19

Франсуа де Шазерона от отвращения передернуло.

— Девчонка! — презрительно бросил он, будто сама эта очевидность была для него оскорблением. — Только на это вы и способны, женушка! Уж лучше я усыновлю одного из моих бастардов!

Антуанетта крепче прижала к себе свою маленькую Антуанетту-Мари, такую тщедушную и не подававшую признаков жизни. Но она была готова на все, чтобы защитить ее от гнева мужа, только что переступившего порог с надеждой увидеть наследника.

— Делайте, что хотите, муж мой, — твердо произнесла она, не опуская глаз.

— Идите к черту со своей девкой! — зло выругался он, выходя из комнаты.

Дверь с грохотом захлопнулась, заставив вздрогнуть и заплакать малышку. Антуанетта долго убаюкивала ее, напевая песенку. Мало-помалу Антуанетта-Мари успокоилась и опять заснула.


Несмотря на чрезмерную усталость, Лоралина почти не смыкала глаз. Вернувшийся Филиппус рассказал ей, что все прошло как нельзя лучше, что их дочь взяла грудь и согрелась подле Антуанетты, Альбери не встретила ни одной души в коридорах, а хозяйка замка ничего не заподозрила. Все это приободрило ее, однако ей были до дрожи неприятны прикосновения жадных губ грудничка к ее коже. Она чувствовала, как уменьшается его активность в холодном помещении.
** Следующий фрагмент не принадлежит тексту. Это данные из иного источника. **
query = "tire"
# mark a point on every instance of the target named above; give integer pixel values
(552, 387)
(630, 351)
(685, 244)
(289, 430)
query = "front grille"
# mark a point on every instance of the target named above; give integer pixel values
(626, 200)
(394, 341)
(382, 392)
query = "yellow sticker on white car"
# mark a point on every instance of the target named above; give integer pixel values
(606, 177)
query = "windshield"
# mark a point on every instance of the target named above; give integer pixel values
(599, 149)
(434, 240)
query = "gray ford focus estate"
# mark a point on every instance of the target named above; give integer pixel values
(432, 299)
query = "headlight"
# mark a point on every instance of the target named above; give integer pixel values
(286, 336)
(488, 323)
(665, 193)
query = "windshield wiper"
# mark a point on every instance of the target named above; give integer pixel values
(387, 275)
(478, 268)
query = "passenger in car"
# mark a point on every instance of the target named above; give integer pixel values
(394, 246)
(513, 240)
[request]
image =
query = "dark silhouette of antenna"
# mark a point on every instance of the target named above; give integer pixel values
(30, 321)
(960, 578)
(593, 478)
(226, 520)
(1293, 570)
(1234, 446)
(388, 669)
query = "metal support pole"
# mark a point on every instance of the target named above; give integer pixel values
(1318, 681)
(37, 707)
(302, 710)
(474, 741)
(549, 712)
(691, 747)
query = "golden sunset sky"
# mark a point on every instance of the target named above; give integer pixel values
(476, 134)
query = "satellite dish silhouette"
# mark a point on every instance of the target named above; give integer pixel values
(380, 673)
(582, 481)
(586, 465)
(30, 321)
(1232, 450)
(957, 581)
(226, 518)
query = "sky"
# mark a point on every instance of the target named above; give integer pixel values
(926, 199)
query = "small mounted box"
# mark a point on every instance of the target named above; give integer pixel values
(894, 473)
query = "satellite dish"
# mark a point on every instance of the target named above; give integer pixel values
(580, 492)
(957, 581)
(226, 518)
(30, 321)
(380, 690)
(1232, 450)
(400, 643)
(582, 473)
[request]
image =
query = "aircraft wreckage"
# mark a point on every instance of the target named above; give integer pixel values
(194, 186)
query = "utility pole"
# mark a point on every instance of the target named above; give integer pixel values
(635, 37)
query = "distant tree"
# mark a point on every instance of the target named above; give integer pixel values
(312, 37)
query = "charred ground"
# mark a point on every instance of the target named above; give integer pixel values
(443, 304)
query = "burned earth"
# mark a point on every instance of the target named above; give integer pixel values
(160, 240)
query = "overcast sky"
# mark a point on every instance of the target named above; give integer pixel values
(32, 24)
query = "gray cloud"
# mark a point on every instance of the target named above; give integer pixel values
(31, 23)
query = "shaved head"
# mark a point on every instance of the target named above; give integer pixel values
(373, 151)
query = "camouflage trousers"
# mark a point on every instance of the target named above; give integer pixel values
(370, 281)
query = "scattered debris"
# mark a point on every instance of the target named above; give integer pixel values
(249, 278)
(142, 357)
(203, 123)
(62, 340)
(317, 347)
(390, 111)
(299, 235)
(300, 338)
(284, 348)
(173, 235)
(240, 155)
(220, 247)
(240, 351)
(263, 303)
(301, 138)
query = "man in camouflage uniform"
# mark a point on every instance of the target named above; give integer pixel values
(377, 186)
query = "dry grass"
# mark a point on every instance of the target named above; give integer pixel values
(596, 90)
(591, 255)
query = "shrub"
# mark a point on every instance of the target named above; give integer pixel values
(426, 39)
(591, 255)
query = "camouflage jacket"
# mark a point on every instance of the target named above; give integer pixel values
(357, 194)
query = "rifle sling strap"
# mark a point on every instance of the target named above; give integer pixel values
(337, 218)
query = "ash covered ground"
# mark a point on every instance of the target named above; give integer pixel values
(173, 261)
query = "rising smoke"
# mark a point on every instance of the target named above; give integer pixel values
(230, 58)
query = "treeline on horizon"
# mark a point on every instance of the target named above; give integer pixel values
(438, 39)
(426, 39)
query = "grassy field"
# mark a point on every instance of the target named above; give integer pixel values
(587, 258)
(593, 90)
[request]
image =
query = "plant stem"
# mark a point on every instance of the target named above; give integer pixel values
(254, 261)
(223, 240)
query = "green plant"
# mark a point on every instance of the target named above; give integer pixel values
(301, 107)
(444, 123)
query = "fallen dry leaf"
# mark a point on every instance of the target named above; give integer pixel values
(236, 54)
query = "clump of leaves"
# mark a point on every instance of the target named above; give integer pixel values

Он часто плакал, и Лоралине никак не удавалось укрыть его от нездоровой холодной промозглости. И все же ей невольно думалось, что ее собственная жизнь зависела от этого беззащитного существа. Да, ее жизнь и жизнь ее дочери. Ее жизнь и жизнь Филиппуса.

Она ждала Шазерона. Ждала целый день. Он не пришел.


Следующей ночью, когда круглая луна затмила близлежащие звезды, Альбери покинула свое место у изголовья Антуанетты, чтобы, по ее словам «немного отдохнуть», и убежала на ближайшую скалу, дабы выплеснуть в вое свою ненависть.

В главной башне Воллора, куда он удалился, Франсуа тщетно суетился вокруг горна и перегонного куба, призывая дьявола и его приспешников, испробовал все смеси, но в конце концов решился признаться себе, что его обманули. И прежде чем забрезжило, его яростный вой влился в вой серой волчицы, заставляя трепетать от страха окрестную живность, предавая зарождающийся день беспощадной анафеме, рвущейся из его беснующейся души.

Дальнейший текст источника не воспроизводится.